Despite those protections, renters are still impacted by rising housing prices. Nearly half of Portland residents are renters, and 52 percent of people who rent spend more than 30 percent of their income just on rent. 

 

 

 

About a quarter of renter households have at least one person with a disability. The average renter makes just over 30,000, while homeowners make around $80,000 a year. 

On average, black, Native American and Hawaiian-Pacific Islander households made about half of what white households brought in: $27,000 a year to $57,000 a year, respectively. That impacts how many people of each ethnicity who own homes. More than half of white households own homes, compared to just 27 percent of black, Native American and Hawaiian-Pacific Islander households. 
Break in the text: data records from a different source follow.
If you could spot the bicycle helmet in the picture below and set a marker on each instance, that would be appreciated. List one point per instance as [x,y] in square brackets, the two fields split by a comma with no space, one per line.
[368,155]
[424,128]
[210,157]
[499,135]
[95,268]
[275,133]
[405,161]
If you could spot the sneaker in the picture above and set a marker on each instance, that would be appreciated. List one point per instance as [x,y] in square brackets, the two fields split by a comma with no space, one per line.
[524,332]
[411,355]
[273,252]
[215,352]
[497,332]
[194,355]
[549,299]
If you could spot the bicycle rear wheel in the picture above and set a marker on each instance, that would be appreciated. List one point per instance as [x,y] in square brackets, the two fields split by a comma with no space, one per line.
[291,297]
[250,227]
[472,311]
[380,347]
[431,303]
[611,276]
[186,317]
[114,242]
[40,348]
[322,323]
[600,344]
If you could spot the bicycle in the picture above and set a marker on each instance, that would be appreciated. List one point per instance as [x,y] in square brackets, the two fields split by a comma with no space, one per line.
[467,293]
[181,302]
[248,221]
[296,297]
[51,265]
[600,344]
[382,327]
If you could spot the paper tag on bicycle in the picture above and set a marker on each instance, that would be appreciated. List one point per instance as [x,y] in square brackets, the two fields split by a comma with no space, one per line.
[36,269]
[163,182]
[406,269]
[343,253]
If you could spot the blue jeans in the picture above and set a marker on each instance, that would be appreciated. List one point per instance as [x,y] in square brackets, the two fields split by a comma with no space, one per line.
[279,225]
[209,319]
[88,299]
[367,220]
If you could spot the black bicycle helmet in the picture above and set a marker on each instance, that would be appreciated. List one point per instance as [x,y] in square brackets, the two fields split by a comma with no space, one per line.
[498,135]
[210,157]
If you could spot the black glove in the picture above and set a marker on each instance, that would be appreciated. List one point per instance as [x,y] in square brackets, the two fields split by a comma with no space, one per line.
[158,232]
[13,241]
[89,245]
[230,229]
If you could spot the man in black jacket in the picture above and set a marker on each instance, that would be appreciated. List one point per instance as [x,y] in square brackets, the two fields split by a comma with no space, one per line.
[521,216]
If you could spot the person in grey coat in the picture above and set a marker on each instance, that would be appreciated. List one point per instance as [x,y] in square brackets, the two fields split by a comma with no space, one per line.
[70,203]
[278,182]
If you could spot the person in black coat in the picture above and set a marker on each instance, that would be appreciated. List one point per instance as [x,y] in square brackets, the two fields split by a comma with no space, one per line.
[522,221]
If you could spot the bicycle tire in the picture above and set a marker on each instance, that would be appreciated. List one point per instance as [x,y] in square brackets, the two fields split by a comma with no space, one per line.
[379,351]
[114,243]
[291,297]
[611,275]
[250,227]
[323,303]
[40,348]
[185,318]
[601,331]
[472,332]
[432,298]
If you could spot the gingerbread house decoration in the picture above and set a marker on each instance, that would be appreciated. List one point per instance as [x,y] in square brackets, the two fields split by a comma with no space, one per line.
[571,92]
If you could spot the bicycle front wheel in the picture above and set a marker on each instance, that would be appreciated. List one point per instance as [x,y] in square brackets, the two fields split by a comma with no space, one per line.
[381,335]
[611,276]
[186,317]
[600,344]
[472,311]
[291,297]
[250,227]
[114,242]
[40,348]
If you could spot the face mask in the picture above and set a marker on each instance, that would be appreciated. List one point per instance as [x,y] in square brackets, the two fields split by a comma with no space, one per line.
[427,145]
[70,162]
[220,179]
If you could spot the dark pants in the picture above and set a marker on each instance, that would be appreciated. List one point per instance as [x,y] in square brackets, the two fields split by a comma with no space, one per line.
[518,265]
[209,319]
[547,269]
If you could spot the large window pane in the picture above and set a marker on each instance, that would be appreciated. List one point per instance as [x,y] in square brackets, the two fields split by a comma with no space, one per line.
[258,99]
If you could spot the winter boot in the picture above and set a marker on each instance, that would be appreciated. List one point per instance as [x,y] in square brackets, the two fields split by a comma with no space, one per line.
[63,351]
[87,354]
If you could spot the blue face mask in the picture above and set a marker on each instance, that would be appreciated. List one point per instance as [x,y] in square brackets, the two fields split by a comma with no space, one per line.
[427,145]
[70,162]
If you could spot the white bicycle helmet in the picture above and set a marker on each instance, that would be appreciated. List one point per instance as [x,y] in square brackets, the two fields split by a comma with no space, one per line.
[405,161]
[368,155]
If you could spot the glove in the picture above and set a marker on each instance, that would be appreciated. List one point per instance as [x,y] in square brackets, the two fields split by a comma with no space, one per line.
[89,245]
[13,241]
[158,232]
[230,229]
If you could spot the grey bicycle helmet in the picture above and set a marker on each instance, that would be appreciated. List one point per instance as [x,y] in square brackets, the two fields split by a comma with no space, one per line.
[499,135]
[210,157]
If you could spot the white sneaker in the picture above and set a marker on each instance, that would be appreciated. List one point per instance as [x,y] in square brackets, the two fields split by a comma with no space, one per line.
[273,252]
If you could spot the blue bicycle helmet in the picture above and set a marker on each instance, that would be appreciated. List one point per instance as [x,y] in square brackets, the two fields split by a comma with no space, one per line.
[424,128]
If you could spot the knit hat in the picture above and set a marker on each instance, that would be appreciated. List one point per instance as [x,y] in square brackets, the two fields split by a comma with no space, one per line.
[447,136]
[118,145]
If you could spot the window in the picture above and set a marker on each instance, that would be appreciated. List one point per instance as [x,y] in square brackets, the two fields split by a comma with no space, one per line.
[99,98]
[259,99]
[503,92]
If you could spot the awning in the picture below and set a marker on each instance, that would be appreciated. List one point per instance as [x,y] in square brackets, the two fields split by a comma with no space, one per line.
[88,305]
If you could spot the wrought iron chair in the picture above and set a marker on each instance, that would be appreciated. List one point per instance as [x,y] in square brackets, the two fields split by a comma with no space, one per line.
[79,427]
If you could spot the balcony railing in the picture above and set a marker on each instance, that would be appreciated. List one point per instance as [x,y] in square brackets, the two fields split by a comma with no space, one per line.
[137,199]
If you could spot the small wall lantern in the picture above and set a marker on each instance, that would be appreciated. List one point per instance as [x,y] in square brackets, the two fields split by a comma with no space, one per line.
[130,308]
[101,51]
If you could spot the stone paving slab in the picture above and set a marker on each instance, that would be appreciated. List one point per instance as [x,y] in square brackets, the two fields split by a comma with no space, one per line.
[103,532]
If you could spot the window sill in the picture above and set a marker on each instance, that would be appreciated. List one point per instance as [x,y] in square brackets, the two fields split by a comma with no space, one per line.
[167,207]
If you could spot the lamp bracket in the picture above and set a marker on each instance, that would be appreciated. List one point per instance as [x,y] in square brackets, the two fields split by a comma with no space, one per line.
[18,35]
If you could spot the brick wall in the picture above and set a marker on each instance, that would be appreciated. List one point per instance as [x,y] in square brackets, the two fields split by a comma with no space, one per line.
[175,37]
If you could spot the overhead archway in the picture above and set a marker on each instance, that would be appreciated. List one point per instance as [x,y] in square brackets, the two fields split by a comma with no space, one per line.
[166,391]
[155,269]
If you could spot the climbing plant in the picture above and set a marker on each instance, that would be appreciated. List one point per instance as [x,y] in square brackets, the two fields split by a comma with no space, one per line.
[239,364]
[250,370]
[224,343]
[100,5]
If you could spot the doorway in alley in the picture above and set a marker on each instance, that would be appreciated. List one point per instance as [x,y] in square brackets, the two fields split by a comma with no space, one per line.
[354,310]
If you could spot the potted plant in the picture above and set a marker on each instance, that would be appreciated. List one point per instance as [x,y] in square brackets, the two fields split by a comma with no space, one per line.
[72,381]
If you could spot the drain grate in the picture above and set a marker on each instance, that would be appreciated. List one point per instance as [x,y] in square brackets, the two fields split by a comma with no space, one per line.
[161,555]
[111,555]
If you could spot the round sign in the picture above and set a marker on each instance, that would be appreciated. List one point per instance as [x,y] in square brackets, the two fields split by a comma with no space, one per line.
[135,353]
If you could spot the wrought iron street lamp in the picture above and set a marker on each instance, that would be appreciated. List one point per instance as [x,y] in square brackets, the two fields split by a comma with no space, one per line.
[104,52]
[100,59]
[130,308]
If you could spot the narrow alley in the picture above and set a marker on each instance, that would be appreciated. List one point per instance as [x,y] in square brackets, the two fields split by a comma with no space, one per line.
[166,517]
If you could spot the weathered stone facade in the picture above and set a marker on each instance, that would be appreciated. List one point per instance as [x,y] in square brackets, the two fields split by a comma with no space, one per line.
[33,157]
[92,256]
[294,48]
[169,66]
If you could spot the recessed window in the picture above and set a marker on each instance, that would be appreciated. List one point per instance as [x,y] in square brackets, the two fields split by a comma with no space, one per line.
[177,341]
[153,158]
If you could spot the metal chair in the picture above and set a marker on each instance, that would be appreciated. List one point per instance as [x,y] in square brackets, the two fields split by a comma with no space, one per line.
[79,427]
And homeowners are getting richer, while renters are getting poorer. Compared to 2000, homeowners are making around $5,000 more per year, adjusted for inflation, while renters lost a few thousand dollars a year. 

 

 

 

The report also showed which neighborhoods are growing the fastest. Gateway and the central city added more than 8,000 new residents last year, while Pleasant Valley, Centennial and Lents also boomed. 

With population growth, new construction has also increased - but not as quickly. About 4,450 new units were built in 2015, a slight increase from the year before. Based on permits, Portland should see even more new construction over the next year.